Service charge

FOOD FOR THOUGHT - Chit U. Juan - The Philippine Star

Do you ever wonder why they call it service charge when sometimes there really is no extra service rendered? How pleased are you with service in hotels and restaurants? Do you tip extra if you are extra happy with the service?

I often hear people say “there is a service charge already, no need to tip.” This becomes a problem because the service charge never tells the staff if what they are doing is good enough or needs improvement. It, however, assures management that they can pay minimum pay for staff, since they are assured of a service charge anyway. And it somehow assures the staff that no matter how mediocre their service is, they are sure to get an extra at the end of each month in the form of service charge. In hotels, the amounts are very high during peak season, especially during Christmas.

Besides the service charge, sometimes we like to give our friendly service staff a little more. We can slip it into a table napkin, secretly slip it into their hand or fold it into a paper receipt from another place. But beware, sometimes they could get fired for keeping these extra tips secret.

You need to ask if the tipping policy is “centralized” – where everyone gets a fair share, including kitchen staff who you do not see. If it is centralized, you will need to leave a little something on the tip tray or the check folder (even just P20) and then give your favorite what you want, no matter how much.

It is an art one should learn over time – how to surreptitiously tip a porter, a waiter or even a maître d’ or head waiter at a posh restaurant. I remember a socialite who slipped a bill into a waiter’s hands because she wanted an electric fan by her side. And she got not one but two electric fans at this fancy hotel. A friend of mine tips a waiter midway through a meal, not after, and therefore gets all the extra attention during the rest of the dinner.

No matter what you say is the restaurant policy, a little “grease” goes a long way. It could mean extra service, extra rolls, extra wine or anything a wait staff can do within his or her jurisdiction. And you will definitely make someone happier today than to have to wait for the service charge share at the end of the month. But it is an art to be learned through the years. You need to be quiet and clandestine and find yourself a waiter willing to be in cahoots with you.

At a hotel abroad a friend gives the bellman or porter a fat tip on the first day or upon arrival. That gives a signal that “I can afford to tip so take care of me.” And it works. Try it when you go abroad and stay in smaller hotels. They will surely remember you. In bigger and fancier hotels abroad, it is part of hotel policy for staff to remember guests’ names. The staff wear headphones or earpods to say who is coming through the front door and the other staff are warned or informed about your name. And here you are totally impressed that they know your name! Well, this is why you pay extra at these 5- or 6-star hotels. But you have paid for that flattery, come to think of it.

While that is good news, there have been mishaps, too, even if the staff mean to serve you well. There are wrong orders served, mistakes in getting your exact order or even the ability to say no to your requests no matter how simple. I once asked for an extra chair and the staff said they have no extra chairs. They are fully booked and the seats are all taken. Being a Hotel and Restaurant graduate, we were trained to look for solutions to such requests. I had to tell her to “go to banquet” where they have hundreds of extra chairs as far as I know. She did not budge. No extra chair for me. That is disappointing, especially when you know there is a service charge tacked on to your bill.

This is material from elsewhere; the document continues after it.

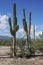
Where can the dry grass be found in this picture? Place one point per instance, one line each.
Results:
(20, 61)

Next mishap, she gave us someone else’s iced tea and later wanted to take it back to bring it to the correct table. All these after we drank the iced tea! These are situations where experience and good training come in. Alas, this was at a five-star hotel. Now. Tell me, do they deserve the service charge? Or is it just the hotel’s other way to add to a staff’s daily pay because their base rate is minimum wage? Or have we lost the art of training staff before they are deployed?

I honestly do not mind paying a service charge on top of the bill, but please give us some service. I remember when even as a trainee concierge at the front desk, we would be given tips just because we pleased a guest. And it feels good to be the giver as well as the recipient. That is the true test of good service – when a guest goes out of his or her way to send you a gift or a little extra just because you also went out of your way.

Also, in a fine dining restaurant where you are charged top dollar, they should know who ordered what. We were taught to have small crib sheets to indicate customer number on a “seat plan” and what each one is having. But today, many of those tricks no longer work. Even if you pay top dollar, a staff will likely ask, “Who’s having the foie gras?” That is a signal of not only bad service but of bad training by management. If you charge top dollar, please train your waitstaff.